I am so sick of people insisting on unreal levels of bit depth and sample rate when Nyquist clearly shows 24/48 adequate for home listening. I used to be a snob about MP3s and compressed formats but I certainly can't hear a difference after repeated blind tests and my speaker are certainly "revealing enough". Ditto for DSD, seems a clever way to induce sales of media and "features" though certainly a better listening experience than vinyl.
High resolution audio is often misunderstood, but it's to be expected since the industry falsely advertises what it represents and targets it to the wrong target audience.
High resolution music is useful for DAC hardware and DSP.
DAC's work best with high sample rate audio. All* DACs do their own internal oversampling because it's easier (as in cheaper, less labor intensive, and less digitally complex) to create a proper reconstruction filter with high sample rates audio compared to low sample rate audio. And yes, 44.1, 48, even 96 is considered low sample rate to the DAC. High(er) resolution audio puts less "burden" on this oversampling process by having some of it already baked in from the source and not artificially created. It's akin to native resolution on LCD and OLED screens. Most* 4K TVs have native resolution - they can only output a 4K image (even if you feed it otherwise). Would you rather feed them a 720p source to stretch to 4K or feed them 1080p to stretch? Or you could do better and provide them 1440p. The stretching has to happen because it needs that 4K output, just like how almost all* DACs need that high sample rate to work with. It's something designers choose to work around to the point where it's like a physical limitation now. But you could bypass the entire resizer on a TV by just feeding it 4K. Same for audio. Whether or not you hear a difference is another issue entirely, but if you treat audio as a chain, feeding in higher sample rates makes the DAC more "transparent"/pure because you're not utilizing an extra step of DSP. If you feed it 96000, it won't have to oversample as much.
*Before this was known, this concept was explored in the 90s with NOS (no oversampling) DACs which instead of oversampling, run at the rate of target music being played. So if you input 44.1, it outputs 44.1 . Conclusion: it's hard to make a reconstruction filter with that necessary steep drop off near 20k.
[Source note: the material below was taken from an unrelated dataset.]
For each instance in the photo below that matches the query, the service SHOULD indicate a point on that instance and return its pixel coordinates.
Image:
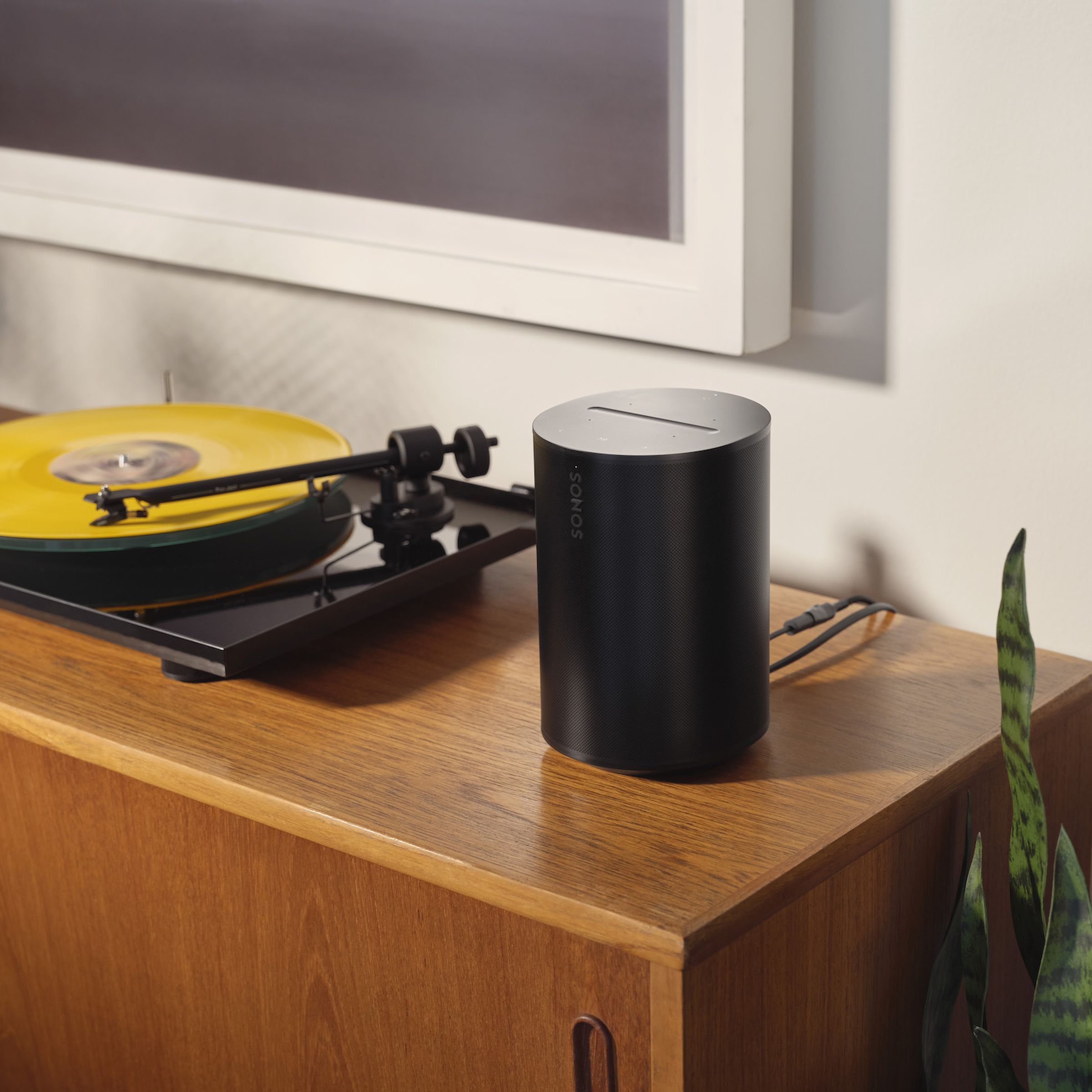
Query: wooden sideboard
(361, 867)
It can be done, but it's not easy. It also fucking really limits the choice of filter types such as linear phase sharp, minimum phase slow, etc, because you literally don't have enough bandwidth to "create" a good impulse response (remember that impulse response and frequency range are functions of each other - another reason why oversampling is chosen - higher sample rate audio "creates" higher frequency range). This is a whole can of worms if you want to dive in, with DAC reconstruction filters functioning as a necessary evil to deal with the reality of low sample rate music being ubiquitous, and the different approaches of reconstruction serving as both functions of faithful reproduction or subtle tone shaping along the way. Ultimately, the first attempts at digital audio dropped the ball in this realm through unintentional ignorance and didn't take electronics into account. Now we have this RedBook standard, with this naive aspect built in, that refuses to die.
The second use for it is DSP. Signal processors can work differently depending on the source material, just like all forms of A/V signal processing. This can be because of aliasing, pushing an algorithm too hard, or even hand tweaked differences depending on the sampling rate (VST plugins). Going back to the TV example, sharpening. The sharpening feature looks uglier the lower resolution and lower bitrate videos you feed it. You can't crank it because you expose it's own internal weaknesses (halos, geometric shapes, too much contrast, etc), however you can start cranking it when you feed it higher resolution and higher bitrate videos. So the processing step isn't just a function of how well it's designed. And the same applies to high resolution audio - if you use a iZotope Declipper, EQs, stereo wideners, etc. The higher resolution audio
should take to signal processing better. Again, if there is a perceivable difference to listener is another thing. And if it's subtle or easy to detect is another thing, but the concept is also sound.
I don't know much about DSD and don't it or MQA seriously because of what you said. They seem like fundamental greed experiences first and foremost with the implementations of how to access them and potentially dangerous endgame scenarios that would transpire if they became the default for audio. And even if they were better, hell, we can't move people beyond Redbook or 24/48 after decades! And now you want us to break free of PCM and go to something else radically different!? Maybe if human beings had another 100,000 years of evolution or differently structured brains.